La storia di questa disciplina è curiosa ma racchiude in sé noti momenti infelici nella storia dello sfruttamento coloniale. Le origini dei padri fondatori della capoeira sono ben lontane dal paese che ne ha visto la luce e dove, attualmente, viene praticata da gran parte della popolazione. Circa 500 anni fa gli schiavi neri deportati dall’Africa al Brasile e costretti a lavorare in piantagioni di canna da zucchero inventarono una lotta adeguata alle loro condizioni. Era impedita loro la pratica di qualsiasi disciplina marziale e a rendere più difficile le cose erano stati incatenati i loro polsi per evitare qualsiasi sovversione. Per difendersi dai soprusi inventarono una lotta incentrata sulla forza e l’agilità delle gambe e inserirono gli elementi di musica e danza per mascherare ai padroni le proprie intenzioni. Formavano un cerchio, la roda, in cui tutti suonavano e cantavano col Birimbao, tipico strumento a percussione simile ad un arco. A questo punto davano inizio al confronto, chiamato “gioco”, tra i primi due lottatori-danzatori. Questo schema nella disciplina della copoeira è stato mantenuto ancora oggi.
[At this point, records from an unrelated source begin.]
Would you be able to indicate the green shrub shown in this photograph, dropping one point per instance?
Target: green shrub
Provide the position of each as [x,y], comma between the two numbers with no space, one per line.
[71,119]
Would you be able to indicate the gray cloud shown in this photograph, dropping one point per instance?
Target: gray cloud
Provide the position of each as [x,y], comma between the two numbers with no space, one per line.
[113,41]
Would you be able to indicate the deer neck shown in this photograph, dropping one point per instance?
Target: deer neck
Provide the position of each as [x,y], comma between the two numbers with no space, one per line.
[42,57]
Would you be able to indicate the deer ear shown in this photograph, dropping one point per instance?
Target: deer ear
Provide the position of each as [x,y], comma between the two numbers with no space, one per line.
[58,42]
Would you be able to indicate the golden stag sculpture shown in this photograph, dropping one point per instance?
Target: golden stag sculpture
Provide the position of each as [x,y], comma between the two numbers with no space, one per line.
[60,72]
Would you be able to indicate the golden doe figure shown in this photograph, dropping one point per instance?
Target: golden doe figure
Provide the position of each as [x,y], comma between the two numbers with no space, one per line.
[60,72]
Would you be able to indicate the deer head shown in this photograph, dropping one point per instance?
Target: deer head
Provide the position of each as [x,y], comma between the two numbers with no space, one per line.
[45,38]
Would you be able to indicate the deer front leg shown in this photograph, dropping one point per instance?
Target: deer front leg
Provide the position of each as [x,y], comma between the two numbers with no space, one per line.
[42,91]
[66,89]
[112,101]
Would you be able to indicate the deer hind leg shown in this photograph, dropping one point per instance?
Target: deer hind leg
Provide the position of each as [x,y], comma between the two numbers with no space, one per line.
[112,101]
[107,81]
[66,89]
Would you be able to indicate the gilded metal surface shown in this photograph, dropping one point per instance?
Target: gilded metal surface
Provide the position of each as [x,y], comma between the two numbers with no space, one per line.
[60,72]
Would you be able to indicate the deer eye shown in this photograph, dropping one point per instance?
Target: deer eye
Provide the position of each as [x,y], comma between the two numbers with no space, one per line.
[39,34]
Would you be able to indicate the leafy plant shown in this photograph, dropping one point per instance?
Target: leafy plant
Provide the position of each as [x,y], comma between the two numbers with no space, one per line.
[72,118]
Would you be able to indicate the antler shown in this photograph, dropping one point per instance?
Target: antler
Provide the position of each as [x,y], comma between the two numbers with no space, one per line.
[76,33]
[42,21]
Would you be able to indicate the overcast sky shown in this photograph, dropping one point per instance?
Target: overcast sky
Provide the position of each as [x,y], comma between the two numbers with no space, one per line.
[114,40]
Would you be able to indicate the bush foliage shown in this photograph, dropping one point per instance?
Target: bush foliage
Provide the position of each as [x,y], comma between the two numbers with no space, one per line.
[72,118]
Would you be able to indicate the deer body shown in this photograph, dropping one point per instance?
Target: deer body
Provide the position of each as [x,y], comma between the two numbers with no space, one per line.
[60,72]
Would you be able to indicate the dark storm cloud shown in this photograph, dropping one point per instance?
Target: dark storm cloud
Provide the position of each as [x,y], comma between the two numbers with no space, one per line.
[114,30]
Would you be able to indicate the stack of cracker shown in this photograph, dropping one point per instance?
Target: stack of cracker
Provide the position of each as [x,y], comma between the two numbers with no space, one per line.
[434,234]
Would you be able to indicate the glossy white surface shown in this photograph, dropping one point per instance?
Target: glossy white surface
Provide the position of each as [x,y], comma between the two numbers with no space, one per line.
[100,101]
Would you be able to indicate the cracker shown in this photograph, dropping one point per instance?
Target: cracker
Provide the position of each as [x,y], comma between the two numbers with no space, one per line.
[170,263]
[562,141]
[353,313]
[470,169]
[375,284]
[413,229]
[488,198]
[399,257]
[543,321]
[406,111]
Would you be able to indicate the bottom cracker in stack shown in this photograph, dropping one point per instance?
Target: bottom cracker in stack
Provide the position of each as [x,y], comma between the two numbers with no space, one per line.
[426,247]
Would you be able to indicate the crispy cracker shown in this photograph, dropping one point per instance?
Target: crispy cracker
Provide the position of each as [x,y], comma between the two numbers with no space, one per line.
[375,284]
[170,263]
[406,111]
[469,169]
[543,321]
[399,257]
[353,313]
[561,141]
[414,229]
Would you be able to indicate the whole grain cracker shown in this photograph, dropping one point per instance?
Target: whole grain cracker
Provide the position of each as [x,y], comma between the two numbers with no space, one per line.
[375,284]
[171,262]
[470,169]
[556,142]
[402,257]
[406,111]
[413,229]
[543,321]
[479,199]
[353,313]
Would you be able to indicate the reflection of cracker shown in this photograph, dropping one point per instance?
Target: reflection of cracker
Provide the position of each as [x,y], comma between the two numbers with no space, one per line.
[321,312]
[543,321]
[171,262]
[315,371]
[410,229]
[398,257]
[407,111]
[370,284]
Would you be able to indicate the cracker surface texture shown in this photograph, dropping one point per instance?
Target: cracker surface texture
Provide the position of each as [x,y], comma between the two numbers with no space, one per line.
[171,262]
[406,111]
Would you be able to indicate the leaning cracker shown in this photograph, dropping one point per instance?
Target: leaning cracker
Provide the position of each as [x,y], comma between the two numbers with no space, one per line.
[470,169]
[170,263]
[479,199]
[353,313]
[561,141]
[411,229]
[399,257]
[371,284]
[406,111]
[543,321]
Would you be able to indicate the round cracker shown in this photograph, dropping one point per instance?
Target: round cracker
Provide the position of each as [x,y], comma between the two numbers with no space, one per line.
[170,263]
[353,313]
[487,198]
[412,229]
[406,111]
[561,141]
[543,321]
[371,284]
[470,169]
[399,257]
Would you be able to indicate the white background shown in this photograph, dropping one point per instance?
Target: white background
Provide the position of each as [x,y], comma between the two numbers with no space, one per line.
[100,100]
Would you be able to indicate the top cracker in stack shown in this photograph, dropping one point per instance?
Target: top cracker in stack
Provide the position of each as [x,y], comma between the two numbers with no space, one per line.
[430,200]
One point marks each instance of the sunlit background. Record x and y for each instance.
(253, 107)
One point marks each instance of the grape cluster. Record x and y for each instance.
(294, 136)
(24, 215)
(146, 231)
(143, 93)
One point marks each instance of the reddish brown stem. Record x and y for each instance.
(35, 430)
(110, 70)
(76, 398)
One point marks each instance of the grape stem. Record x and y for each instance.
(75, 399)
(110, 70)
Il paese da dove furono deportati gli schiavi e il luogo dove ci furono le prime manifestazioni di quest’arte marziale non sono ben chiari. Forse i trasferimenti hanno avuto inizio dall’ Angola, ma poche sono le informazioni storiche precise poiché il consigliere Ruy Barbosa fece distruggere nel 1890 tutta la documentazione che si riferiva alla schiavitù nera in Brasile. I due più grandi gruppi di tribù africane arrivati in Brasile furono i sudanesi e i bantu. I sudanesi, provenivano principalmente dal golfo della Guinea, nell’Africa Occidentale. Quelli più importanti, sia perché più numerosi, sia per la loro cultura, furono gli Yoruba dalla Nigeria e i Ewe dal Benin, che formarono in Brasile un ordine religioso chiamato Gege-Nago dagli antichi nomi delle loro etnie. La tendenza degli storici africanisti sembra quella di ritenere che i primi negri che arrivarono in Brasile provenissero dall’Angola. Gli stessi capoeristi utilizzano il termine capoeira Angola per definire uno stile della disciplina molto lento e teatrale. Questo stile si differenziarla dalla capoeira Regional, veloce e marziale.

In Italia la maggior parte delle palestre ospita un corso di capoeira. È consigliato praticare quest’arte marziale a tutte le persone che per esercitare uno sport abbiano bisogno di molti stimoli tra cui il divertimento.